CAPE MAY — As the partial government shutdown continues, the U.S. Coast Guard training facility is asking organizations collecting goods for employees and enlistees working without pay to open their drive up to all federal workers.

That would allow Coast Guard recipients to get around ethics rules that block them from accepting more than $20 worth of goods.

Enlistees and civilian employees received pay on the first of the year, said John Edwards, spokesman for the facility, though the source of the allocated funds was not identified. Should the shutdown continue, workers will not receive a paycheck Jan. 15, the next pay cycle.

“Then the word ‘need’ would really become applicable,” he said.

The drive, led by the American Legion in Wildwood and the Seaville Fire & Rescue Company, has collected diapers, food, baby formula, cash and gift cards. It was started independent of the Coast Guard, Edwards said.
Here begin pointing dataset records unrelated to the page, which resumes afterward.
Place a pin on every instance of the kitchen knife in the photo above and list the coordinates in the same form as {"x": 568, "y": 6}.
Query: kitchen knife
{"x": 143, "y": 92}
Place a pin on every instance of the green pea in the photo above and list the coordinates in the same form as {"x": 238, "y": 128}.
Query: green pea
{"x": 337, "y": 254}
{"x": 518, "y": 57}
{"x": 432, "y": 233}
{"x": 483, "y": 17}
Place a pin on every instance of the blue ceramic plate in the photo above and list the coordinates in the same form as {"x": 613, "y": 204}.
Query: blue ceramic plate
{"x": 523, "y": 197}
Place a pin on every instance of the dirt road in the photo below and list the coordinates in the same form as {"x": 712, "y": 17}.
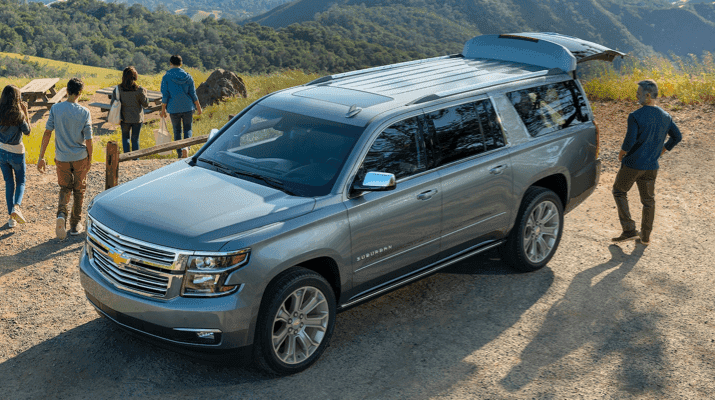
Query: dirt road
{"x": 600, "y": 321}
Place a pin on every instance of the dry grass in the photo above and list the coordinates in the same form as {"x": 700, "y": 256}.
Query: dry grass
{"x": 691, "y": 80}
{"x": 96, "y": 78}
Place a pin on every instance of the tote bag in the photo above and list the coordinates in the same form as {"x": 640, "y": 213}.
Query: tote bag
{"x": 162, "y": 136}
{"x": 115, "y": 111}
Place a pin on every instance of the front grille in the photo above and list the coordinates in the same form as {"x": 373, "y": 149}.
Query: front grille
{"x": 134, "y": 249}
{"x": 130, "y": 264}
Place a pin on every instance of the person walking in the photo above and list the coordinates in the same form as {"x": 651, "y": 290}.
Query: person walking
{"x": 73, "y": 155}
{"x": 14, "y": 122}
{"x": 642, "y": 146}
{"x": 179, "y": 99}
{"x": 134, "y": 101}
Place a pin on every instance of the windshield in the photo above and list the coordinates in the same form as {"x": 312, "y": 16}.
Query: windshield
{"x": 297, "y": 154}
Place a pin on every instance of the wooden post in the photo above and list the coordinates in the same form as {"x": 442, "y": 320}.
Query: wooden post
{"x": 112, "y": 168}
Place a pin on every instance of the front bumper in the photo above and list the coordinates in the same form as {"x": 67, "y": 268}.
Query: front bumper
{"x": 174, "y": 322}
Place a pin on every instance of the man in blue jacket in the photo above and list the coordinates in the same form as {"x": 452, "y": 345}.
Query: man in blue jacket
{"x": 179, "y": 99}
{"x": 642, "y": 146}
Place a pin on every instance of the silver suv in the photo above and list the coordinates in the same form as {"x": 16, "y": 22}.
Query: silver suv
{"x": 322, "y": 196}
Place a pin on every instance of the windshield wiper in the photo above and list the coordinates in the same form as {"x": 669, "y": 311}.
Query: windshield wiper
{"x": 274, "y": 183}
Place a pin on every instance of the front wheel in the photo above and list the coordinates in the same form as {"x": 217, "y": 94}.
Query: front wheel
{"x": 296, "y": 322}
{"x": 537, "y": 231}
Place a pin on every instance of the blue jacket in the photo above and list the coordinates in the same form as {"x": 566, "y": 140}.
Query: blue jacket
{"x": 647, "y": 129}
{"x": 178, "y": 91}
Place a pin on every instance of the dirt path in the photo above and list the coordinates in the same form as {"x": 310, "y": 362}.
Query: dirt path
{"x": 601, "y": 321}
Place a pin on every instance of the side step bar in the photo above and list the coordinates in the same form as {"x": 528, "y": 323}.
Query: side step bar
{"x": 430, "y": 269}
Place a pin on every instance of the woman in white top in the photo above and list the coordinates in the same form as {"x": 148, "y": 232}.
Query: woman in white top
{"x": 14, "y": 122}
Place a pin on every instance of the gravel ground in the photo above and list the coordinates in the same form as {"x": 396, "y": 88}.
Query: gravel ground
{"x": 600, "y": 321}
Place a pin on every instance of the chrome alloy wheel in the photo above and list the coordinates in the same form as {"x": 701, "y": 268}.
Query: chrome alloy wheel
{"x": 300, "y": 325}
{"x": 541, "y": 231}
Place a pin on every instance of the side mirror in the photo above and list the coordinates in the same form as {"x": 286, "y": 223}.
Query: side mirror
{"x": 376, "y": 182}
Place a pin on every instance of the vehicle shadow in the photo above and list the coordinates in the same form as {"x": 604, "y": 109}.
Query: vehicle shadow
{"x": 36, "y": 254}
{"x": 600, "y": 315}
{"x": 413, "y": 340}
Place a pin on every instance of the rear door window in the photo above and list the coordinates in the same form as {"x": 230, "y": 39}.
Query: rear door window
{"x": 398, "y": 150}
{"x": 550, "y": 108}
{"x": 463, "y": 131}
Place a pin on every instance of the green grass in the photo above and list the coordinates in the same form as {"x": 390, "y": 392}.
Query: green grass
{"x": 691, "y": 81}
{"x": 96, "y": 78}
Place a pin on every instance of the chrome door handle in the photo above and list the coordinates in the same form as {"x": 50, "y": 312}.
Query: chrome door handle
{"x": 427, "y": 195}
{"x": 497, "y": 170}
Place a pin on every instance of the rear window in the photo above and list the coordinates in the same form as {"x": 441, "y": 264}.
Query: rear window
{"x": 550, "y": 108}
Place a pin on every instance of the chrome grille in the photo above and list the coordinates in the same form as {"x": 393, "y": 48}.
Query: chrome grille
{"x": 130, "y": 264}
{"x": 133, "y": 249}
{"x": 141, "y": 281}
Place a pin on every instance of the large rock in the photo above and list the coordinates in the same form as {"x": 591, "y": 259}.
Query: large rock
{"x": 220, "y": 86}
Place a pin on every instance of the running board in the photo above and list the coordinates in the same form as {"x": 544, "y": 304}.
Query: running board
{"x": 426, "y": 271}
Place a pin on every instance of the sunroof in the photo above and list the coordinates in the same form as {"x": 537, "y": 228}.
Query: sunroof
{"x": 346, "y": 97}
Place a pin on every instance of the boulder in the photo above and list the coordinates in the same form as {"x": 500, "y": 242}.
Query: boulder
{"x": 220, "y": 86}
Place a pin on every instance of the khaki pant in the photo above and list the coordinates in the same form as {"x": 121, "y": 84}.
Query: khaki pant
{"x": 72, "y": 178}
{"x": 645, "y": 180}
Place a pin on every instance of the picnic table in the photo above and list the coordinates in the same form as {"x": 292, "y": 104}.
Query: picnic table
{"x": 41, "y": 92}
{"x": 153, "y": 97}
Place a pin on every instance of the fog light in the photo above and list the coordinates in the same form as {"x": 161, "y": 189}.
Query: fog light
{"x": 198, "y": 336}
{"x": 206, "y": 336}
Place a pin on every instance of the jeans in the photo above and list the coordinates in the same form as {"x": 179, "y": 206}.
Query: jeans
{"x": 135, "y": 129}
{"x": 72, "y": 178}
{"x": 13, "y": 164}
{"x": 645, "y": 180}
{"x": 176, "y": 121}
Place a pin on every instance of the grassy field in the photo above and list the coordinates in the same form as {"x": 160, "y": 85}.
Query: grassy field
{"x": 691, "y": 81}
{"x": 96, "y": 78}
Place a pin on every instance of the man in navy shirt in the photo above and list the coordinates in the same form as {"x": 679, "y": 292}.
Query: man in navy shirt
{"x": 642, "y": 146}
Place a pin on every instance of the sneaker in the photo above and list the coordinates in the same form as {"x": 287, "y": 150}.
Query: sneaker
{"x": 61, "y": 227}
{"x": 625, "y": 236}
{"x": 645, "y": 239}
{"x": 75, "y": 230}
{"x": 17, "y": 215}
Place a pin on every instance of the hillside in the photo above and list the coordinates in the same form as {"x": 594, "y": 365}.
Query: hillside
{"x": 631, "y": 26}
{"x": 95, "y": 33}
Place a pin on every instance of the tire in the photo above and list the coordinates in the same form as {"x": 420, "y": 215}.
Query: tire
{"x": 537, "y": 230}
{"x": 286, "y": 342}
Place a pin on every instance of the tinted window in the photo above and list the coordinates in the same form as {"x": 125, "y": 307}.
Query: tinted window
{"x": 549, "y": 108}
{"x": 397, "y": 150}
{"x": 457, "y": 133}
{"x": 493, "y": 135}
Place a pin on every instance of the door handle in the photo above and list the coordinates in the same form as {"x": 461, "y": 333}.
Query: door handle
{"x": 427, "y": 195}
{"x": 497, "y": 170}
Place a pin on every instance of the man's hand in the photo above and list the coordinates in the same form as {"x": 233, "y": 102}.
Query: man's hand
{"x": 621, "y": 155}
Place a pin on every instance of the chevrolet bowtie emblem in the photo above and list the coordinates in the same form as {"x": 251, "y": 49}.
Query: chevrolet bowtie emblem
{"x": 118, "y": 259}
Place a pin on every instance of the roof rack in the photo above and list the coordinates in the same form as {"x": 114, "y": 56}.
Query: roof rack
{"x": 329, "y": 78}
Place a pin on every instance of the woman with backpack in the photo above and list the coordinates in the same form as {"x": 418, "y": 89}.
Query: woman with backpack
{"x": 14, "y": 122}
{"x": 133, "y": 100}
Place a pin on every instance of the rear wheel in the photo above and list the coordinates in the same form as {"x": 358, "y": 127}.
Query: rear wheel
{"x": 295, "y": 322}
{"x": 537, "y": 231}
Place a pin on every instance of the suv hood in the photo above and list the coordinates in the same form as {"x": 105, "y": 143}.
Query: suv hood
{"x": 192, "y": 208}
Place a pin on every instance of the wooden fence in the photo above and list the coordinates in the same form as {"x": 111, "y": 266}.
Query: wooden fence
{"x": 114, "y": 158}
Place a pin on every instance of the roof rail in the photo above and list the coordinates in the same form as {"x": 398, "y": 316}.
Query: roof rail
{"x": 481, "y": 85}
{"x": 329, "y": 78}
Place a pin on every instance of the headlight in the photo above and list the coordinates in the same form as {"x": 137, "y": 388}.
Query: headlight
{"x": 207, "y": 273}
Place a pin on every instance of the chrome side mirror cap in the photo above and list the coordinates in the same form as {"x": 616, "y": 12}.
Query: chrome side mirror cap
{"x": 376, "y": 182}
{"x": 213, "y": 133}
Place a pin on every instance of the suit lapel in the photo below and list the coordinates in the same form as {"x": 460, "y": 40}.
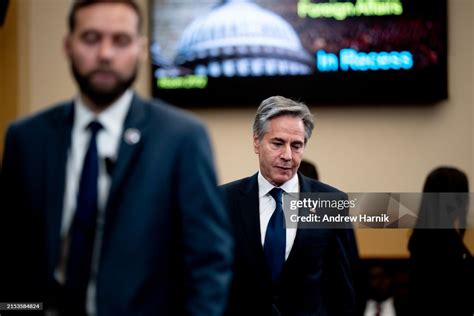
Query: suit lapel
{"x": 58, "y": 143}
{"x": 249, "y": 212}
{"x": 128, "y": 151}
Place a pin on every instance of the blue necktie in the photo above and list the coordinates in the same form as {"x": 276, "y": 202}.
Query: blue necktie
{"x": 83, "y": 228}
{"x": 275, "y": 237}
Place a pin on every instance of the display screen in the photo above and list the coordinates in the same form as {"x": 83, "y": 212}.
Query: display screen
{"x": 218, "y": 53}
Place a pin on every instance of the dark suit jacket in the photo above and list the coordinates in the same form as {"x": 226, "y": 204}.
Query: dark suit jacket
{"x": 441, "y": 273}
{"x": 166, "y": 247}
{"x": 316, "y": 278}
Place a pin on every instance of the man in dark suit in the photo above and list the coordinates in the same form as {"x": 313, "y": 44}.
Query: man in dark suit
{"x": 282, "y": 271}
{"x": 109, "y": 202}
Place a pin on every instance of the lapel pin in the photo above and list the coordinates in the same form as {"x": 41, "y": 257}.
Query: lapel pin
{"x": 132, "y": 136}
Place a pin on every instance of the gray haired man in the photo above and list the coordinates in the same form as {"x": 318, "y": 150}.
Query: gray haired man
{"x": 278, "y": 270}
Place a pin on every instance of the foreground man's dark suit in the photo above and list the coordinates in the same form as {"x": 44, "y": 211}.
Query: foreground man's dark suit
{"x": 316, "y": 278}
{"x": 166, "y": 247}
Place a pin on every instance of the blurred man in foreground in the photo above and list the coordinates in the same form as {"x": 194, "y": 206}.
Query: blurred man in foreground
{"x": 111, "y": 205}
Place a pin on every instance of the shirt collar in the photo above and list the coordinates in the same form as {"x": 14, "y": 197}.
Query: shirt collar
{"x": 264, "y": 186}
{"x": 112, "y": 118}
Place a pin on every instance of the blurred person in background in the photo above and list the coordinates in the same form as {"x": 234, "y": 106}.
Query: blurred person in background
{"x": 442, "y": 269}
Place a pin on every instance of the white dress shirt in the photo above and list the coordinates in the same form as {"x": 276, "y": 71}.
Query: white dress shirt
{"x": 267, "y": 206}
{"x": 108, "y": 141}
{"x": 387, "y": 308}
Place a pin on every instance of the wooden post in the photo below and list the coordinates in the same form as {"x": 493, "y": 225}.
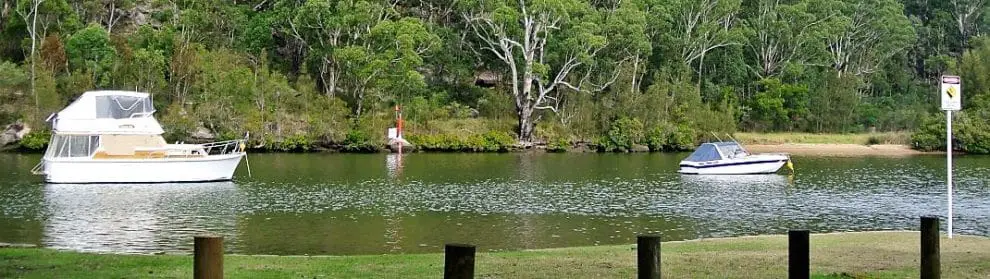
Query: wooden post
{"x": 458, "y": 261}
{"x": 208, "y": 257}
{"x": 798, "y": 254}
{"x": 648, "y": 256}
{"x": 930, "y": 259}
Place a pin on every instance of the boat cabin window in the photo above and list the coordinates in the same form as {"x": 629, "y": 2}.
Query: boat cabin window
{"x": 705, "y": 152}
{"x": 72, "y": 146}
{"x": 122, "y": 107}
{"x": 732, "y": 150}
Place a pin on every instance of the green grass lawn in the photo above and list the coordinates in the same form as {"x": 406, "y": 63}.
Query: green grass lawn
{"x": 863, "y": 138}
{"x": 846, "y": 255}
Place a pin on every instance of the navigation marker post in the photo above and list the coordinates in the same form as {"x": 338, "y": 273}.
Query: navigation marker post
{"x": 951, "y": 92}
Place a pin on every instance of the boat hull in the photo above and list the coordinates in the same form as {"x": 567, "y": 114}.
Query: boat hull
{"x": 85, "y": 170}
{"x": 750, "y": 166}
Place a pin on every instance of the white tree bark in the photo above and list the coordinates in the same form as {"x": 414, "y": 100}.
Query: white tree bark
{"x": 520, "y": 54}
{"x": 773, "y": 47}
{"x": 704, "y": 28}
{"x": 31, "y": 20}
{"x": 966, "y": 13}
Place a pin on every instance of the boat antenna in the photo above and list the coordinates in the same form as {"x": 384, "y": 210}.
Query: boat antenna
{"x": 247, "y": 135}
{"x": 716, "y": 136}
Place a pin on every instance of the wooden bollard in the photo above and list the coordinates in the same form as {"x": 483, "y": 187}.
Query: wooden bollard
{"x": 930, "y": 259}
{"x": 648, "y": 256}
{"x": 458, "y": 261}
{"x": 798, "y": 254}
{"x": 208, "y": 257}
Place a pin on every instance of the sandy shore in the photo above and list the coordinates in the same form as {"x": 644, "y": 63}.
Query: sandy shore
{"x": 820, "y": 149}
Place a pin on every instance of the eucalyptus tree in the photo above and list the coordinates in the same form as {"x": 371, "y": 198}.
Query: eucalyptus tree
{"x": 779, "y": 34}
{"x": 540, "y": 44}
{"x": 359, "y": 48}
{"x": 967, "y": 13}
{"x": 325, "y": 25}
{"x": 28, "y": 10}
{"x": 698, "y": 27}
{"x": 863, "y": 34}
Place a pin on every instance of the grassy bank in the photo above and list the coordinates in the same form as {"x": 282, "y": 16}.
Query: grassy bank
{"x": 846, "y": 255}
{"x": 863, "y": 139}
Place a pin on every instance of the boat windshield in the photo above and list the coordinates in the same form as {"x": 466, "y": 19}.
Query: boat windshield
{"x": 705, "y": 152}
{"x": 122, "y": 107}
{"x": 732, "y": 150}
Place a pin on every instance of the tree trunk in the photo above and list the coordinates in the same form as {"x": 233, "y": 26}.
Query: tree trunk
{"x": 34, "y": 39}
{"x": 526, "y": 124}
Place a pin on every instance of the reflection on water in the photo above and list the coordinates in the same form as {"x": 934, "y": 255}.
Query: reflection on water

“We didn’t start getting wind of the donations and the drives until we started fielding calls from the media,” he said.

The Chief Petty Officers Association has agreed to accept and disperse the collected goods, Edwards said, since they aren’t under the purview of the federal government.

The Coast Guard is also asking the organizations to direct any monetary collections to the Coast Guard Mutual Assistance fund and forward a letter spelling out that the donations came from residents to ensure that no prohibited organizations were involved.

The Code of Federal Regulations does not allow federal employees to solicit gifts or accept ones that are contingent on their position.

“Any agency, any person impacted by the partial shutdown, should be allowed to this benefit,” Edwards said.

The code says they can’t accept gifts that “create the appearance that the donor is receiving preferential treatment or would cause a reasonable person to question the employee’s integrity or impartiality.”

Some 42,000 members across the Coast Guard are working without pay, including employees at Training Center Cape May. Unlike other branches of the military, the Coast Guard falls under the Department of Homeland Security, not the Department of Defense, which remains fully funded.

Ninety-eight civilian employees are affected by the shutdown at the Cape May Coast Guard facility. Twenty-four are deemed essential and are working without pay, while the remaining 74 are furloughed.

Vince DePrinzio, adjutant at the American Legion in Wildwood, said the squabble over border funding is wrongheaded, especially with workers going without pay.

“We have a motto: ‘Veterans helping veterans,’ ” he said. “We feel it’s important because, hey, there are families there. They don’t have any money to buy anything. So we’re gonna do the best we can do to help them.”

Donations are still coming in, DePrinzio said.

“A little bit here, a little bit there. We’re in pretty good shape,” he said. “And we’ll do what they want to do; we’ll go by the rules.”